There was the breakthrough victory in 2006 – "kind of unexpected but still, an awesome🦩 race" – the unforgettable solo in 2010 – "almost 50km alone…" – and finally the long break from the Carrefour de l'Arbre in 2013 with Sep Vanmarcke, where he proved he'd learned his lesson from almost a decade ago.
"It's hard to pick out one to be the highlight," he said. "All🌸 three stand out in an amazing, unique way."
'Blinding it all out will probably be harder than the race'
Cancellara sat up, waved to the crow♕d, and drank in the atmosphere one final time as he c🌳ame down the home straight to finish second in his final ever Flanders last weekend. Saying goodbye to Paris-Roubaix is likely to be harder, and more poignant, still.
"There are things in your mind that you'd like to do, but in t♌he situation it came very🦩 spontaneously," he said of that moment in Flanders. "So what's going to happen in the velodrome, nobody knows.
"I know it's going to be damn hard, but I have to blind thi🎐s out. That's probabl🐲y harder than the race, to blind out everything that I achieved here."

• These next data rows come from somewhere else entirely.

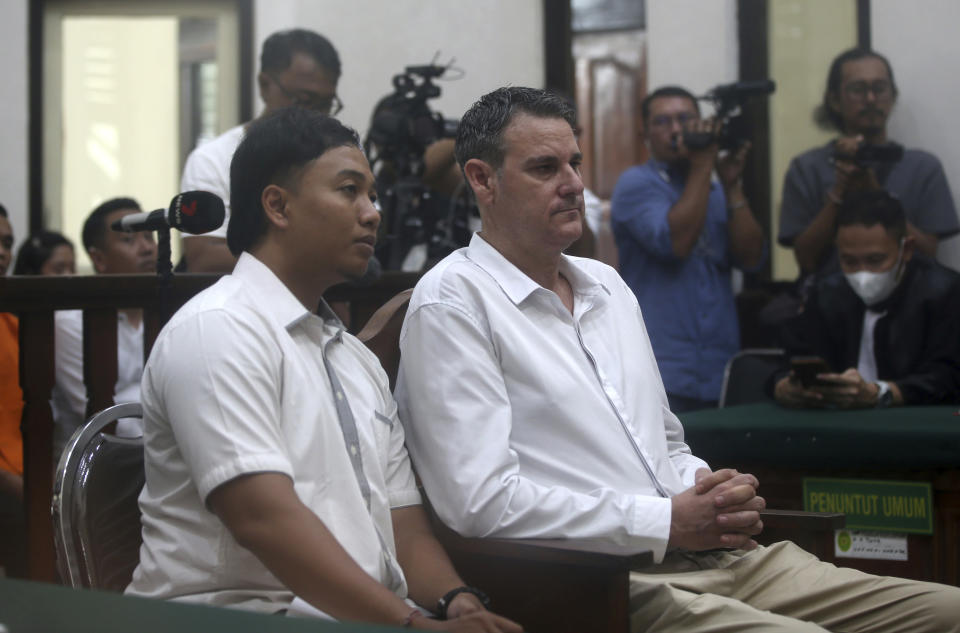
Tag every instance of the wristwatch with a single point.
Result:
(884, 394)
(448, 597)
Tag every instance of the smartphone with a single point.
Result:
(806, 369)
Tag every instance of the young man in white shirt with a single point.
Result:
(297, 67)
(112, 253)
(276, 473)
(533, 408)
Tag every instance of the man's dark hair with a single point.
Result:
(274, 151)
(95, 228)
(665, 91)
(874, 207)
(824, 115)
(35, 252)
(480, 133)
(278, 50)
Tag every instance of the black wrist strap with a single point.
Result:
(448, 597)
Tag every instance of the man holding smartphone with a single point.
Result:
(888, 323)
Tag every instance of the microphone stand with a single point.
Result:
(164, 271)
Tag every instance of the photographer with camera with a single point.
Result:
(679, 231)
(859, 97)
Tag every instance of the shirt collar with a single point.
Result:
(515, 283)
(285, 307)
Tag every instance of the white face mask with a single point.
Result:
(875, 287)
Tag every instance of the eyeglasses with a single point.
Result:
(881, 89)
(665, 120)
(327, 104)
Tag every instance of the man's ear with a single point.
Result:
(263, 83)
(833, 101)
(98, 259)
(482, 178)
(908, 247)
(274, 200)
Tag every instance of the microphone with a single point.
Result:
(192, 212)
(743, 89)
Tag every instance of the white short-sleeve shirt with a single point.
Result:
(69, 396)
(528, 421)
(236, 384)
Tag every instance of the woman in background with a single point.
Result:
(46, 253)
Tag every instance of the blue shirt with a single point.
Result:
(687, 303)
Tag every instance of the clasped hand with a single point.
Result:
(721, 510)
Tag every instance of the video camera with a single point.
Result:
(419, 226)
(728, 100)
(403, 126)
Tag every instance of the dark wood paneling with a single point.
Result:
(754, 64)
(558, 45)
(864, 37)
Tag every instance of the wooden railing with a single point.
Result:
(35, 299)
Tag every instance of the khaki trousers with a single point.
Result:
(782, 588)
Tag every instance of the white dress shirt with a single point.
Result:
(236, 385)
(526, 421)
(69, 396)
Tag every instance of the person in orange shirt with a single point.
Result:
(11, 442)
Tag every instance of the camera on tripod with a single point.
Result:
(728, 99)
(419, 226)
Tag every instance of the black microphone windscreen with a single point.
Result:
(196, 212)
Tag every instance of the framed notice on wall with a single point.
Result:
(607, 15)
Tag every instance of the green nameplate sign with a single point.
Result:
(888, 506)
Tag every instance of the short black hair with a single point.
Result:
(665, 91)
(824, 115)
(873, 207)
(480, 133)
(275, 150)
(35, 252)
(95, 227)
(278, 50)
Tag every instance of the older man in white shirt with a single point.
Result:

Cancellara was unable to block it all out ahead of Flanders. With thoughts and emotions swi♓rling round his head last Saturday night, he wasn't able to get to sleep until 1:30am, and he woke early, at 6am. He also described how, in the week beforehand, it was "hard to keep the energy flow high", and how a𓆉t times he "wasn't talking as much as usual – wasn't so present".
Not that that seemed to impede him in any way – he made a characteristic surge up the Oude Kwaremont and Paterberg and ended up second – but he'💖s eager not to let the significance of the occasion get to him in the same way this weekend.
He has been conversing often with 36-year-old teammate Yaroslav Popvych andﷺ 𓃲hopes to have all the reminiscing out of the way, most of the emotions purged, by the time he goes to bed this Saturday night. Indeed, he's more focused on getting a good night's sleep, he says, than on his tactics and approach for the race day itself.
"Somehow it's nice but somehow it's hard," he says of his attempts to come to terms with ♊it all.
With the form he's in, Roubaix will be no mere farewell procession, and if he were to win it one last time, there aren't many who wouldn't wish him to reach the velodrome alone, with time to soak it all up and mak🤪e sense of all those mixed emotions.
to the Cyclingnews Podcast on iTunes.
To subscribe to the Cyclingnews video channel, .
Patrick is a freelance sports writer and editor. He’s an NCTJ-accredited journalist with a bachelor’s degree in mod🌊ern 𒆙languages (French and Spanish). Patrick worked full-time at Cyclingnews for eight years between 2015 and 2023, latterly as Deputy Editor.